Saturday, 25 February 2012

Serendipity Books: Vintage Stories With Morals, Hippy Literature For Kids


The Serendipity books were a huge part of my childhood. Like Aesop’s Fables (had Aesop of been a hippie) these sweet little books with the delightfully groovy drawings brightened my rainy days (or were themselves brightened by a flashlight under the covers as I poured over the illustrations and stories until the wee hours of morning).  A Serendipity books was always on top of my pile of books because I loved looking at the front covers so much, and even from a young age wanted everything to look ‘just so’. More than just being beautiful, every story was set around an animal (mythical or real) learning a lesson which was neatly summarised in a pithy maxim on the front cover, such as “an open mind is the key to conquering all kinds of prejudice” and “cooperation can solve almost any problem”. 
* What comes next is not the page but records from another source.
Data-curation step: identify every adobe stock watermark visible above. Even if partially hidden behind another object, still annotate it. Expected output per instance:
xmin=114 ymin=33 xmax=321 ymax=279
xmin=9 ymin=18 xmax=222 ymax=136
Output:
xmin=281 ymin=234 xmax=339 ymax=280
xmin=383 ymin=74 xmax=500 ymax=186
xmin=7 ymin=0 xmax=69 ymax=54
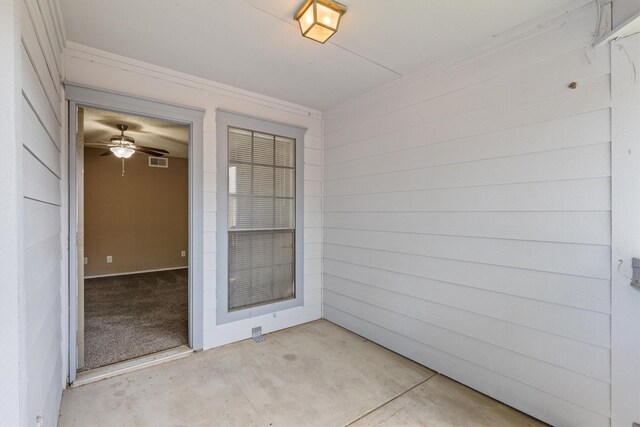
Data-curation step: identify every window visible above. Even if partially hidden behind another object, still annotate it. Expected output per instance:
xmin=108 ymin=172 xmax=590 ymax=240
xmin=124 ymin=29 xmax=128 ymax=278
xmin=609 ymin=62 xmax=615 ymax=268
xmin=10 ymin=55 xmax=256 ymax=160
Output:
xmin=216 ymin=112 xmax=304 ymax=323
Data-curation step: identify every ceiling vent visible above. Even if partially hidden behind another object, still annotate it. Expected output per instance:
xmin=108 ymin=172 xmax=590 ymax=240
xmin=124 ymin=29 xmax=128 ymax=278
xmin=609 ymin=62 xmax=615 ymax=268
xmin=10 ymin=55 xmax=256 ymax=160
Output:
xmin=149 ymin=156 xmax=169 ymax=168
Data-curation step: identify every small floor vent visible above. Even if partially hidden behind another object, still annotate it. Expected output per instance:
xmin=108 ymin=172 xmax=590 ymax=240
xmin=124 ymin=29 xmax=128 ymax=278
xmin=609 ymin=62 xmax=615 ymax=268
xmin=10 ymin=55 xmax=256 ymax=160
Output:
xmin=251 ymin=326 xmax=266 ymax=343
xmin=149 ymin=156 xmax=169 ymax=168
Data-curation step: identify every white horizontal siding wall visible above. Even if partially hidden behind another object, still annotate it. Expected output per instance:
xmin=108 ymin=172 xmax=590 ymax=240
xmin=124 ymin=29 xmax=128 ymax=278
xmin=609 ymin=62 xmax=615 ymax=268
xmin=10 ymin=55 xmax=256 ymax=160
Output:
xmin=18 ymin=0 xmax=66 ymax=425
xmin=66 ymin=43 xmax=322 ymax=348
xmin=323 ymin=2 xmax=611 ymax=426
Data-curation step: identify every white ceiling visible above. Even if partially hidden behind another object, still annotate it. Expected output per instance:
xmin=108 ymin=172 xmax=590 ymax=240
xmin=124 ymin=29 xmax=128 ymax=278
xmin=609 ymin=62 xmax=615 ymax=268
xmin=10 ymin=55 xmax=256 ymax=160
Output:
xmin=84 ymin=108 xmax=189 ymax=157
xmin=60 ymin=0 xmax=568 ymax=110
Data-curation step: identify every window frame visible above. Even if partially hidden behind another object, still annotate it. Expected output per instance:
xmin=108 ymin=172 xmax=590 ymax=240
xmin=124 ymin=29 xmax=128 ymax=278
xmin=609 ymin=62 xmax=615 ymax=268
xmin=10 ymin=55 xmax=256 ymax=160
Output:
xmin=216 ymin=110 xmax=307 ymax=325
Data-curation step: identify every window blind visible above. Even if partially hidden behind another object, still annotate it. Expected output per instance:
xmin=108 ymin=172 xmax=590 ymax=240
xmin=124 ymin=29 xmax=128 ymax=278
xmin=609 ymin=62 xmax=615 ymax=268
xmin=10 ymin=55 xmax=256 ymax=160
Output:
xmin=227 ymin=127 xmax=296 ymax=311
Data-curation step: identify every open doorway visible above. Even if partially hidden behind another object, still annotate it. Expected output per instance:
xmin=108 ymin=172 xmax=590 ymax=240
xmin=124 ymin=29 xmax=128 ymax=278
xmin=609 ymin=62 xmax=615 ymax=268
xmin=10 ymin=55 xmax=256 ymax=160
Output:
xmin=76 ymin=107 xmax=190 ymax=371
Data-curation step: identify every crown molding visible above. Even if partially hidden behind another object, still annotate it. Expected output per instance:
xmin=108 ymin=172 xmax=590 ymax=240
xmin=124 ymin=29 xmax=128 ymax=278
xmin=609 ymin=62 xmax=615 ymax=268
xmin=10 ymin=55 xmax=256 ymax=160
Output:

My Serendipity bounty all laid out fancy-like on my dining table.
 
Even though I got that the books were allegorical (oooooh, big word I barely remember from primary school grammar studies and have never before had the opportunity to use in a real life situation!) fables, I enjoyed the whimsical illustrations and the heart-warming characters so much I cast aside my ‘am I learning something here- is this an educational thing?’ suspicions, and lost myself time and time again in the beautiful worlds created by Stephen Cosgrove and Robin James.
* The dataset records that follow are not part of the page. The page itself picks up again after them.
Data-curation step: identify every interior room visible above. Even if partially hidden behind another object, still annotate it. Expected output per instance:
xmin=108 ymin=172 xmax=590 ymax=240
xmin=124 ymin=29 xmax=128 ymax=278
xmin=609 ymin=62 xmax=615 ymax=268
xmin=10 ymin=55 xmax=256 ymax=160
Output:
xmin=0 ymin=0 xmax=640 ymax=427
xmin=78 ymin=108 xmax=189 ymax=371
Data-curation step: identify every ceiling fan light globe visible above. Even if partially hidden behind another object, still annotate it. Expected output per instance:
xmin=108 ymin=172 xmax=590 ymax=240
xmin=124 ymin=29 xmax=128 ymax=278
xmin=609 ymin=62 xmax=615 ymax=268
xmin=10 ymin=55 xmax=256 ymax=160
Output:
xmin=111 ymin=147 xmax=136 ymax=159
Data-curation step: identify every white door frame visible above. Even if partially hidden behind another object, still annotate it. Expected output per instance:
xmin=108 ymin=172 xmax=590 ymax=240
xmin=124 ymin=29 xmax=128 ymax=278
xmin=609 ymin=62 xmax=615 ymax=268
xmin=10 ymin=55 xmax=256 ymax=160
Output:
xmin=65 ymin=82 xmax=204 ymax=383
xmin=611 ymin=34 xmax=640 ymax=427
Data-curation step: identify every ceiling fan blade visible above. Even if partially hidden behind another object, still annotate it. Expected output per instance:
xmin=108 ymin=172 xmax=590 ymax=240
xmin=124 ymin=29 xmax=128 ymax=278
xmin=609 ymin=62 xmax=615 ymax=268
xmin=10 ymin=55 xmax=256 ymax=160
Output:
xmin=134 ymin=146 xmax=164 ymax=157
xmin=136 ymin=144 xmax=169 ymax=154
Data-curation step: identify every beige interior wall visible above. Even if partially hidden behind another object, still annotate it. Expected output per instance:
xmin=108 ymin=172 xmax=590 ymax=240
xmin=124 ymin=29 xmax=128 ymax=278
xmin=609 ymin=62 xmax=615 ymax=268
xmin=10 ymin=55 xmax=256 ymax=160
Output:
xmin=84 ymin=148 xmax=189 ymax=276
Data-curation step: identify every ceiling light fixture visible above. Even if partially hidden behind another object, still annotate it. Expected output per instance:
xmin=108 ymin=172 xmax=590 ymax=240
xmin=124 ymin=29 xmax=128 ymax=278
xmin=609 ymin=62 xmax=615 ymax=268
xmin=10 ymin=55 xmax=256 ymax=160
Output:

So you can imagine my extreme satisfaction at realising I now have a reason to re-visit the Serendipity characters I loved so (thank you Hunter!), and my delirious spending fuelled joy at thriftily snapping up a whole bunch of good condition vintage titles for $10.

You can buy the books new direct from Robin James' e-store, but for those on a budget (and who isn't?) there are heaps and schneaps on eBay. Since there were over 30 titles in the series you would also have a good chance of finding some at garage sales, LifelineBookfest, second hand book stores and thrift stores. My favourite story was always Dragolin (because dragons ROCK), although if you are looking for a good book to illustrate a specific lesson for a child who needs some ‘encouragement’ that doesn’t involve a lecture or screaming match, you might like to look up the Serendipity wiki page as it lists the ‘moral’ of every book against its title.